A recente edição do Salone del Mobile, em Milão, consolidou uma tendência que preocupa críticos e especialistas do setor: a ocupação do espaço criativo por grandes conglomerados de luxo. Segundo análise da renomada caçadora de tendências Li Edelkoort publicada na Dezeen, a feira, que historicamente servia como um celeiro de experimentação e descoberta de novos talentos, tornou-se um palco para a ostentação corporativa.

Para Edelkoort, o impacto dessa mudança é profundo e altera a dinâmica do evento. O que antes era um ambiente focado em inovação e pesquisa agora é dominado por marcas que priorizam o status e a visibilidade digital, criando uma atmosfera onde o valor financeiro parece ter se sobreposto ao valor cultural do design.

A mudança no perfil da Milan Design Week

O Salone del Mobile sempre foi um evento de escala monumental, mas a entrada agressiva de maisons de moda alterou o ecossistema local. Essas marcas não apenas ocupam espaços nobres, mas implementam estratégias de exclusividade que dificultam o acesso do público profissional. A exigência de agendamentos rigorosos e o controle de filas, comuns em lojas de luxo, foram transpostos para o contexto do design, transformando a experiência de visitação em um exercício de gestão de tráfego e prestígio.

Essa dinâmica, argumenta a análise, desvia a atenção dos verdadeiros protagonistas da feira: os designers independentes e as marcas de mobiliário focadas em pesquisa. Enquanto o público e a mídia se concentram em instalações monumentais de marcas de moda, projetos inovadores e experimentações materiais acabam relegados a um segundo plano, perdendo o espaço que antes era dedicado à descoberta do novo.

O custo da opulência e o esvaziamento do propósito

O fenômeno da "design tourism" impulsionado por essas marcas cria um cenário de desproporção.

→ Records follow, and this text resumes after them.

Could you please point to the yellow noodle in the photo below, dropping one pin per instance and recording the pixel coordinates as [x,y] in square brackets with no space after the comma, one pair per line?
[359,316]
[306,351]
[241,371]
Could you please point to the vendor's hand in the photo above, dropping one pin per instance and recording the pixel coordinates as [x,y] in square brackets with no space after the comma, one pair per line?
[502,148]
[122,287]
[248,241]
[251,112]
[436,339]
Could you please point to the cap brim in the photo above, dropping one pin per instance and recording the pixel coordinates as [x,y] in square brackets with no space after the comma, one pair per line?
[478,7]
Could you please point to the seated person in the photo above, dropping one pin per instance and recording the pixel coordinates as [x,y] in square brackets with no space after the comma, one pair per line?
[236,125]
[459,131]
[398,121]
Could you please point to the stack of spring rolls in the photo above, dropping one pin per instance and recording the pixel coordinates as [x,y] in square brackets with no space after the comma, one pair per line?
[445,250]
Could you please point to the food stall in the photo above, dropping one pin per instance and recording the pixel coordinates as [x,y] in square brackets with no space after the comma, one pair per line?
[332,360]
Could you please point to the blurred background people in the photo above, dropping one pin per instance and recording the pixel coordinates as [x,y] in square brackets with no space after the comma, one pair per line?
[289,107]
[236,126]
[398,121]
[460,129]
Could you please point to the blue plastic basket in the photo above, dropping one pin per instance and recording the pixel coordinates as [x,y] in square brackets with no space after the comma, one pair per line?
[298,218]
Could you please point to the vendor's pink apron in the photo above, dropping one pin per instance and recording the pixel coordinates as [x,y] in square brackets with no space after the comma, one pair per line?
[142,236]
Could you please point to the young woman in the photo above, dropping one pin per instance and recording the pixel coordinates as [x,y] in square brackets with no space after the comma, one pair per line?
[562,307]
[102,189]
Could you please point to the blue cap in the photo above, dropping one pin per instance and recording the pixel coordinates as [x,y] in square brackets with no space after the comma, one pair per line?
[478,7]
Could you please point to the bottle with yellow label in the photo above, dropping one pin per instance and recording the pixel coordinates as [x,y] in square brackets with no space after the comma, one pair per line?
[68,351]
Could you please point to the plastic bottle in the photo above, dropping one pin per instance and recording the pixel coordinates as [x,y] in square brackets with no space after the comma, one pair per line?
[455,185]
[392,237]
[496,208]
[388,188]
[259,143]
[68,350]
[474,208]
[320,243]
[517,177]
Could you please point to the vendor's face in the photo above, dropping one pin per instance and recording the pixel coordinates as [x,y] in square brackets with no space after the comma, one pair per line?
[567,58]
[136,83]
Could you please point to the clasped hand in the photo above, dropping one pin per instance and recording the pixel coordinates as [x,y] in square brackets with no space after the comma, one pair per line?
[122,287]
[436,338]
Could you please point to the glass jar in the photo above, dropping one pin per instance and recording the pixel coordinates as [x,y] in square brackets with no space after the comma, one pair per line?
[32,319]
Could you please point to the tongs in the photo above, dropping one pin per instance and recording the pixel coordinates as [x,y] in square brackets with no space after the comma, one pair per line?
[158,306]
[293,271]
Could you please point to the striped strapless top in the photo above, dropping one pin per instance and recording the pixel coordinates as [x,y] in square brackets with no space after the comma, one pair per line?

Edelkoort aponta que o foco excessivo em apresentações visuais impactantes — muitas vezes desconectadas da função prática do mobiliário — gera uma desconexão com a realidade econômica atual. O exemplo de itens de decoração com preços exorbitantes ilustra a distância entre o objeto de luxo e a produção artesanal autêntica.

Essa mercantilização não é apenas um problema de curadoria, mas um reflexo de uma cultura que mede o sucesso pelo engajamento nas redes sociais. Ao priorizar o visual em detrimento da substância, a feira corre o risco de perder sua relevância como centro de inovação industrial e estética, tornando-se um showroom de luxo que pouco contribui para a evolução do design de interiores.

Tensões entre o luxo e a democratização do design

O impacto dessa transformação atinge diversos stakeholders. Reguladores e organizadores enfrentam o desafio de equilibrar a necessidade de receita, trazida pelas grandes marcas, com a preservação da integridade criativa do evento. Para os jovens designers, o custo de oportunidade é alto: a falta de visibilidade em um ambiente saturado de grandes nomes pode inibir a carreira de novos talentos que buscam espaço para inovar.

Paralelamente, o público busca alternativas em espaços como o IKEA ou marcas de design democrático, que ainda tentam manter uma conexão com a utilidade e a acessibilidade. Essa polarização sugere que o mercado de design está se dividindo, com o luxo operando em uma esfera quase isolada, enquanto o design de consumo tenta manter a relevância funcional.

O futuro da curadoria em Milão

Permanecem em aberto questões sobre a sustentabilidade desse modelo. Se a arte e o design continuarem a se fundir sob a égide do luxo, o próximo passo poderá ser uma homogeneização estética onde a distinção entre galeria e residência privada se torna irrelevante. A observação de tendências futuras indica que o design continuará a ser uma extensão da expressão artística, mas resta saber se o mercado conseguirá sustentar esse nível de opulência a longo prazo.

O cenário exige uma reflexão sobre o que define o sucesso de um evento de design. A Milan Design Week continuará sendo o termômetro da indústria ou se tornará apenas mais uma vitrine para o consumo de elite, deixando para trás a experimentação que a consagrou como referência global.